Foram erros que, por muito que nos revoltem, para Kissinger não passaram de falhas pontuais sem implicações geoestratégicas de monta. Quando acusou Mário Soares de ingenuidade, o português respondeu-lhe prontamente que estava determinado em não ser um Kerensky. Kissinger não terá acreditado nas capacidades políticas de Soares e enganou-se quanto à vontade férrea dos portugueses de não quererem ser comunistas porque não quis correr riscos para obter um ganho tão pequeno. Já em Angola, não se conteve porque o risco de as riquezas naturais caírem em mãos soviéticas e cubanas era maior que o custo do envolvimento norte-americano.

A sua acção relativamente a Portugal e às ex-colónias é outro retrato da sua visão das relações internacionais. Pessimista, Kissinger temia os cruzados da moral que criavam mais mal que bem. Acima de tudo, receava o caos e a imprevisibilidade que daí advinha. No seu entender, as relações entre os Estados consistem num jogo de equilíbrio de poderes conseguido através de alianças (por vezes imprevisíveis e entre regimes ideologicamente opostos) garantidas pela credibilidade da força militar. Nem sempre acertou. A frieza analítica e puramente racional esquece que as pessoas também são feitas de emoções e que se movem por aquilo em que acreditam. Que têm fé e esperança. O que sucedeu na Ucrânia em 2022 foi outro exemplo disso: de início, os ucranianos foram deixados à sua sorte na expectativa de que o equilíbrio de poder prevalecesse. No entanto, após os primeiros sinais de resistência, as considerações puramente realistas caíram por terra. Ou melhor, ficaram suspensas para surgirem mais tarde. Foi nesse sentido que Kissinger afirmou, em Maio de 2022, que Kiev teria de chegar a um compromisso com Moscovo para que a paz prevalecesse. E foi também dessa forma que, em entrevista ao Wall Street Journal, em Agosto desse mesmo ano, se corrigiu e disse que, após a violência russa, o lugar da Ucrânia era na NATO.

"100 anos após o seu nascimento, na Alemanha da República de Weimar, é legítimo colocarmos Kissinger no mesmo patamar de Metternich."

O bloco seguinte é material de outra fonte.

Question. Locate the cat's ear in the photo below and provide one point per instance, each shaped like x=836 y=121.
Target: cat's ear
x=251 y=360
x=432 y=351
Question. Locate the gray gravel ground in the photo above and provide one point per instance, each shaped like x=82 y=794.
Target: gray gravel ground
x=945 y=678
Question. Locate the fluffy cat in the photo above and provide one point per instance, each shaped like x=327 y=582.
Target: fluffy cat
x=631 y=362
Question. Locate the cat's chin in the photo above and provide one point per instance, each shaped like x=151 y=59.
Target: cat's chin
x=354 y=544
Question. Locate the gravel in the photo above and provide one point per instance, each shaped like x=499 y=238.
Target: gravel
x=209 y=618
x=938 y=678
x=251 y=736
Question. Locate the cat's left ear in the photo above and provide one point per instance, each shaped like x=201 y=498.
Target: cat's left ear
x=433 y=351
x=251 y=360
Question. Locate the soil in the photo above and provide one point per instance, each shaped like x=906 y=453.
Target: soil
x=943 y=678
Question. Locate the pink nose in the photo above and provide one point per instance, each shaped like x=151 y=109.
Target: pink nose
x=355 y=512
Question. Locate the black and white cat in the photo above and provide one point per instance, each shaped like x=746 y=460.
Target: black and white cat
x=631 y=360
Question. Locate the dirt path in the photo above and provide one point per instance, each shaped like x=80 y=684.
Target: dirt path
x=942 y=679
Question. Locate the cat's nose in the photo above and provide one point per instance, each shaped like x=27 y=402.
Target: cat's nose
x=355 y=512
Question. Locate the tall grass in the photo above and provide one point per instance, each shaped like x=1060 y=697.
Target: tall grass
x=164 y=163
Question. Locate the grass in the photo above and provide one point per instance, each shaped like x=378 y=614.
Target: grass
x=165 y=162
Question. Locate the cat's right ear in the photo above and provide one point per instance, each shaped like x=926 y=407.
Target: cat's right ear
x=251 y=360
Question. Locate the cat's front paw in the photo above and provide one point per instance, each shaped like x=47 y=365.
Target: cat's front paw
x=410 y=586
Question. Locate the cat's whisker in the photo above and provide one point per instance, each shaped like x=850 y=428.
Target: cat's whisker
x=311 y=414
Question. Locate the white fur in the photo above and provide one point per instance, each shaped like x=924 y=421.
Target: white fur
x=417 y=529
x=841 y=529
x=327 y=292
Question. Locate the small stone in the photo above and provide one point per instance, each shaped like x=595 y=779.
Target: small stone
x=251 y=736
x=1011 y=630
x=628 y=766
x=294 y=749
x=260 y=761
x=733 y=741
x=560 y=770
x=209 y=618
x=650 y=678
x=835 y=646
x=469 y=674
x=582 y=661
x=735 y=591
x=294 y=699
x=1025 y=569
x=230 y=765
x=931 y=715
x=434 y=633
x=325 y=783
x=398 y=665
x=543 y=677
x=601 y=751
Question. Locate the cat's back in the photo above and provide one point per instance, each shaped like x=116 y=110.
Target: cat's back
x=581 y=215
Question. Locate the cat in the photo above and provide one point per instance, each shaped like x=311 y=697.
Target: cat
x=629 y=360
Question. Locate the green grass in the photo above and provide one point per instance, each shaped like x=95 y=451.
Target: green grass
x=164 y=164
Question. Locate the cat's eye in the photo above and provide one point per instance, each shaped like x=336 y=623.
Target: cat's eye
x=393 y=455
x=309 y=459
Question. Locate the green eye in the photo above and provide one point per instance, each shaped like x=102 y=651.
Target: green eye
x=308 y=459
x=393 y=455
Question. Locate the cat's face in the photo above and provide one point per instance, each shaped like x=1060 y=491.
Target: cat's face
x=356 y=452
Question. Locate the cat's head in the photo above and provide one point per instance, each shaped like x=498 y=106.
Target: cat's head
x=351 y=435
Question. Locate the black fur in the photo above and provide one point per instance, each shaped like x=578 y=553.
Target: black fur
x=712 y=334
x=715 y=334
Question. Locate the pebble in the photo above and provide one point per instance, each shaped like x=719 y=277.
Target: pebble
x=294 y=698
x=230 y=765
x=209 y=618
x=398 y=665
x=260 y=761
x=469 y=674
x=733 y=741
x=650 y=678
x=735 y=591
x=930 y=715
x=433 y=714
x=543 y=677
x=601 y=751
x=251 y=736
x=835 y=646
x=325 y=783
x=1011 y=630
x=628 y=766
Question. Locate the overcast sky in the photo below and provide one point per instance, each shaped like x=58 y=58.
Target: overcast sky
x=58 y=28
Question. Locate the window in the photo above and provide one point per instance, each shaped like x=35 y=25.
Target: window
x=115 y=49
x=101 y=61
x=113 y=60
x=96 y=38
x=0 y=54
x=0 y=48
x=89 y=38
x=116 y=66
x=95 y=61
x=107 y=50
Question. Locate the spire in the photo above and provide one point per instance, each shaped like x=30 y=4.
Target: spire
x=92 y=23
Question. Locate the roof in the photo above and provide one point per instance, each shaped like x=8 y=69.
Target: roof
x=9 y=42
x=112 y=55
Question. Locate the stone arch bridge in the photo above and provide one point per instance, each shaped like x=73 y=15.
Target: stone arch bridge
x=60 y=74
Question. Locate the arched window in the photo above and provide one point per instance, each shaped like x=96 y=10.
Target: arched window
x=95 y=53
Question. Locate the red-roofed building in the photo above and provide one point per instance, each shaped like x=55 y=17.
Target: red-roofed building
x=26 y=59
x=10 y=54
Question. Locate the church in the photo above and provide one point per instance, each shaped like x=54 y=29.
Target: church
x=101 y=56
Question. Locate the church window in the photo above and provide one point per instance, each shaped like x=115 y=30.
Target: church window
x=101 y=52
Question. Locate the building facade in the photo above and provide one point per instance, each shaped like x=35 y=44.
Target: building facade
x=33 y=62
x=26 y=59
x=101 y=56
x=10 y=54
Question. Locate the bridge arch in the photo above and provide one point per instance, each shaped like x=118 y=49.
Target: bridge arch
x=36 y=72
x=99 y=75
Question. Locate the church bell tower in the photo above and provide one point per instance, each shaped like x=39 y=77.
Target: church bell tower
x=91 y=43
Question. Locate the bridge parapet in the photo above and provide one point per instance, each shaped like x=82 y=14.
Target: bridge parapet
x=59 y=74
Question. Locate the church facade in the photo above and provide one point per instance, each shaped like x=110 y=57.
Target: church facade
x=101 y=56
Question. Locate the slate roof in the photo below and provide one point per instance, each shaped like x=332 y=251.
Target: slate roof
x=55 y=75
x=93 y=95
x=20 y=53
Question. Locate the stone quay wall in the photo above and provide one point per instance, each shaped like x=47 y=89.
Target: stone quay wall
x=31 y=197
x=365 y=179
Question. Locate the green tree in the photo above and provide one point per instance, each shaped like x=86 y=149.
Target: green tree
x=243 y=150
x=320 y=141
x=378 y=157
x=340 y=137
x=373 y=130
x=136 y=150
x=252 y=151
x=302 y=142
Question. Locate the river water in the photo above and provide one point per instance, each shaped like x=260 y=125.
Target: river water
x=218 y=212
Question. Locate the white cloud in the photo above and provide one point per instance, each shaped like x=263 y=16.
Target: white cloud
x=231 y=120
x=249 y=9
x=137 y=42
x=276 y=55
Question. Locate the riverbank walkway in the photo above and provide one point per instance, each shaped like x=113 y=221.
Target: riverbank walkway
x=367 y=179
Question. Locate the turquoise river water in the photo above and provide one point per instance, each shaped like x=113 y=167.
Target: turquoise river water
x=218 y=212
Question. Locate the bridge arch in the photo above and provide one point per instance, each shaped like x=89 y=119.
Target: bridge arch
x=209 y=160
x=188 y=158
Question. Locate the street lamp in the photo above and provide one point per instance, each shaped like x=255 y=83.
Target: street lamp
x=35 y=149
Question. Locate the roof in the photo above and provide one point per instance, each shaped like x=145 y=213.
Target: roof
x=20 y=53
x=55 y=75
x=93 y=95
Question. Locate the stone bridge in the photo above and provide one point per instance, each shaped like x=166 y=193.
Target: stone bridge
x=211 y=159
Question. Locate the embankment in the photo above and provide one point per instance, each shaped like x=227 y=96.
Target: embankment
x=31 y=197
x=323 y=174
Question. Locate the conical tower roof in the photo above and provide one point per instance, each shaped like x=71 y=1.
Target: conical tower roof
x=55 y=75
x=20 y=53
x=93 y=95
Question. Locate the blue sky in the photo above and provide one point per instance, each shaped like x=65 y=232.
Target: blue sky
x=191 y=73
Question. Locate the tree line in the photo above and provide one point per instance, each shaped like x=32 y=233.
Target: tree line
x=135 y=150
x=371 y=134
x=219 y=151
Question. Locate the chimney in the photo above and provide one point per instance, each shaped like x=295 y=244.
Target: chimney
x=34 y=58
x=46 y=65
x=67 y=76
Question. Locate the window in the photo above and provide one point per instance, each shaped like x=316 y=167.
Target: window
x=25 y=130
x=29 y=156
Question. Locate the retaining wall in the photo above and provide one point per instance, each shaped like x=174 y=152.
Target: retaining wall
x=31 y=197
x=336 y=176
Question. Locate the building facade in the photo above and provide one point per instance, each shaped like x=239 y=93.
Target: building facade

Kissinger tem consciência das particularidades da Ucrânia, um país constituído por uma colectânea de territórios, uns que foram parte da Rússia, outros da Turquia, e cujo papel geopolítico é o de separar Moscovo de Istambul. Foi este conhecimento da história e da geografia, aliado ao reconhecimento da complexidade e diversidade humana, que o levou a dar prioridade à psicologia sobre as crenças. Como o próprio referiu na mesma entrevista ao WSJ, mais importante que converter ou condenar o interlocutor é conhecê-lo, e isso requer penetrar no seu pensamento.

Kissinger não é apenas um brilhante estratega e astuto conhecedor da história e da natureza humana. Também escreve lindamente e nos seus livros o seu pensamento é límpido e cristalino. Os textos são intensos e informais ao mesmo tempo. Assertivos, lúcidos e provocatórios o quanto baste. Lêem-se de forma escorreita e o que é complicado surge tremendamente lógico e simples. Não há palavras a mais nem alongamentos desnecessários, mas a crueza de um raciocínio linear, discurso e argumentação que nos elucidam como o autor vê o mundo e o interpreta. É a escrita de alguém aberto à descoberta, mas que não se deixa surpreender porque a vida lhe mostrou que é possível pior.

Que um homem nascido na Alemanha tenha conseguido explicar e aplicar a sua visão complexa e desapaixonada do mundo a uma nação optimista e bem-intencionada foi uma obra que os feitos alcançados com as suas políticas concretas só vieram enaltecer. 100 anos após o seu nascimento, na Alemanha da República de Weimar, é legítimo colocarmos Kissinger no mesmo patamar de Metternich. Se o fizermos, há uma dúvida arrepiante que de imediato nos assalta o espírito: quanto tempo vamos esperar para termos outro do nosso lado?